A encarnação é um ato particular, que resulta de uma iniciativa e liberdade divinas; não é algo metafísico e universal, como se Cristo fosse apenas uma manifestação daquilo que já acontecia com todos os homens – serem uma manifestação de Deus, ou d’Ele serem irmãos metafisicamente. Cristo encarnou para ser a porta, o caminho, que aproxima Deus dos homens, tornando compreensível Aquele que, por ser longínquo e transcendente , nos era incompreensível. A encarnação é, portanto, um ato particular, único e irrepetível, e não um mito universal; revela-nos o amor de Deus pelo homem e a sua convivência com ele. Deus não precisava de encarnar, mas, ao fazê-lo, mostra-nos a verdade do seu ser: comunicação, dom, relação.
A encarnação parece ser conveniente e necessária, pois nela os homens encontram aquilo com que sempre haviam sonhado: ser como Deus, ou Deus ser como os homens, e que ambos não fossem antagonistas, mas fraternos. É isso que como gesto de amor para a sua criatura inicia a revelação de Deus no Antigo Testamento e consuma Jesus no Novo Testamento. A fé cristã apresenta-nos um Deus feito homem para nos divinizar, pela participação na vida de Jesus, o Filho, pela ação do Espírito Santo. Assim, o cristianismo funda-se na encarnação de Deus, na eucaristia da Igreja e na ressurreição da nossa carne; é positividade, história, pessoa, e não mera ideia, mito ou ideologia. A fé, a oração, a celebração comunitária, a moral evangélica, a obediência à autoridade apostólica, garantem um cristianismo cristão.

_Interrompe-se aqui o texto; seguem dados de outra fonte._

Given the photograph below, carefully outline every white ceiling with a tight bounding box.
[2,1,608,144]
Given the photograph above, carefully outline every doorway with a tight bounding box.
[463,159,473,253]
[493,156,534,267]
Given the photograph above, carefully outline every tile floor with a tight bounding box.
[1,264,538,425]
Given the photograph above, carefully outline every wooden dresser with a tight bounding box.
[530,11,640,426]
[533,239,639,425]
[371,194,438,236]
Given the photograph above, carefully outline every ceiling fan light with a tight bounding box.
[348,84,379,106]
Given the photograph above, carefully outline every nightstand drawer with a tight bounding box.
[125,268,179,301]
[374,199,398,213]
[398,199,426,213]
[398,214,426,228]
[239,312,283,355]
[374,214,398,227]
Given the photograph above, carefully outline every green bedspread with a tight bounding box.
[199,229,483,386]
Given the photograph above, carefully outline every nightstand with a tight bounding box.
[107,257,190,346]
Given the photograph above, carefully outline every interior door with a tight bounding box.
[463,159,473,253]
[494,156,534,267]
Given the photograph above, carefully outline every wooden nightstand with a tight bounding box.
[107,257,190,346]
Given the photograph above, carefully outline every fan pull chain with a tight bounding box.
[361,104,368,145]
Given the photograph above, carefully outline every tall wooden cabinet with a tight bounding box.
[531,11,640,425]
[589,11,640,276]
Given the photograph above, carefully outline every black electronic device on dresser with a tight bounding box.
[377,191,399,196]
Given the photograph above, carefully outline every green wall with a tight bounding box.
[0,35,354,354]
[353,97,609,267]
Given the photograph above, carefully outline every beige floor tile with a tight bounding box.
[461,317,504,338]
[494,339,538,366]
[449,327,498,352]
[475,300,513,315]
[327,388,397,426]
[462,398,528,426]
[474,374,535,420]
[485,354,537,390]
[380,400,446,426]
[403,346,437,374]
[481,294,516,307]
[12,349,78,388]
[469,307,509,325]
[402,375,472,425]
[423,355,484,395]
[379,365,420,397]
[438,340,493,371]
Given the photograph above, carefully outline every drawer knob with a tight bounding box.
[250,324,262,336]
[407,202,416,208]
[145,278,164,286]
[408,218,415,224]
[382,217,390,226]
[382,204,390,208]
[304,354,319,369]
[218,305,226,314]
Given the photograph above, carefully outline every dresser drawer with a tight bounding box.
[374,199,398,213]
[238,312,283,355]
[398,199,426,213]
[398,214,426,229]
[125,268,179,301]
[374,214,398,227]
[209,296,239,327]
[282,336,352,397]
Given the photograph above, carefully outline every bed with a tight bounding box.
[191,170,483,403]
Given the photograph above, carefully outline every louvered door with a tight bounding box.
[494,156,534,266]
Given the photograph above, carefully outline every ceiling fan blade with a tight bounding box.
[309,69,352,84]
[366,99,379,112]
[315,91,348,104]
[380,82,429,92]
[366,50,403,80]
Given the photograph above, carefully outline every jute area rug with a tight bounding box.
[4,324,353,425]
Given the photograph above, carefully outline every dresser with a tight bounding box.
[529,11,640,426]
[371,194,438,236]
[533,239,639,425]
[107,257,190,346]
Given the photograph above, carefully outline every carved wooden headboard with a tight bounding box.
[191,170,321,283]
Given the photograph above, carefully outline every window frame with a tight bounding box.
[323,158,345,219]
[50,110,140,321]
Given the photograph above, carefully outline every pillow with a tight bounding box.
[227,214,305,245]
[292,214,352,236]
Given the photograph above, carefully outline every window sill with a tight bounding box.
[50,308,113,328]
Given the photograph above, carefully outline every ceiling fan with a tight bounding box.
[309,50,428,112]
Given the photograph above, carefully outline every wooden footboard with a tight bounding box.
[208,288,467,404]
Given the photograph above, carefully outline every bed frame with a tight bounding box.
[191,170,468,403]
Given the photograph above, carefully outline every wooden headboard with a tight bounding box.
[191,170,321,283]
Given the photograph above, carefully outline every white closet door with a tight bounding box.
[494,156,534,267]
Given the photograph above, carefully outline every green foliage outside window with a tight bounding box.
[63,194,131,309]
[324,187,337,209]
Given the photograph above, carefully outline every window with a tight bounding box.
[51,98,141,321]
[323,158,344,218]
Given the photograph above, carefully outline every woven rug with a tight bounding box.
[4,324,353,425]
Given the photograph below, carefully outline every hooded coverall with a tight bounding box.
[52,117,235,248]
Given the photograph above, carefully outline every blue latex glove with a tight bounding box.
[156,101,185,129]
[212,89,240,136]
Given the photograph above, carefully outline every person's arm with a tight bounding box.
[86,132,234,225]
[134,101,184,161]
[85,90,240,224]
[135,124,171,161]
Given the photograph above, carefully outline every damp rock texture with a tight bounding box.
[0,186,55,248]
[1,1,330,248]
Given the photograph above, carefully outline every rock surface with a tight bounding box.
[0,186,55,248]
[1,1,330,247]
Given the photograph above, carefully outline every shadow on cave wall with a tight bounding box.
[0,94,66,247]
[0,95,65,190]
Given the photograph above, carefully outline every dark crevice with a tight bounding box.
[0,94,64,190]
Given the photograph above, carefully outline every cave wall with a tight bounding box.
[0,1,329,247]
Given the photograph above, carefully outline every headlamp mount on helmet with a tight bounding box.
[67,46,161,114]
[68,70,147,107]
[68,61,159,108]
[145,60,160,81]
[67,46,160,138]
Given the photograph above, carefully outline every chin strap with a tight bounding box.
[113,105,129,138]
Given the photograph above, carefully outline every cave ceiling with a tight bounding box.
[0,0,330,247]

A encarnação é um mistério, que ocorre de maneira inefável e incompreensível. Acolhe-se em obediência à revelação de Cristo e à luz do Espírito Santo, sem as quais não é pensável nem exigível, e depois das quais não é demonstrável como necessária. A reflexão teológica mostra que a encarnação não é contraditória, já que prolonga até ao máximo a criação como a doação que Deus faz ao outro do seu ser-razão-liberdade-autonomia. Cristo é a expressão máxima da liberdade criadora e da liberdade criada, e assim Se converte em norma para entender todas as outras relações entre o Criador e a criatura. É a expressão perfeita do que Deus dá e do que o homem recebe; é o cânone de toda a perfeição e liberdade, de toda a relação do homem com Deus. O “homo dominicus” é, assim, na sua existência no mundo, a medida de todo o homem, uma vez que, pelo seu Espírito, nos dá o poder para ser homens novos semelhantes a Ele.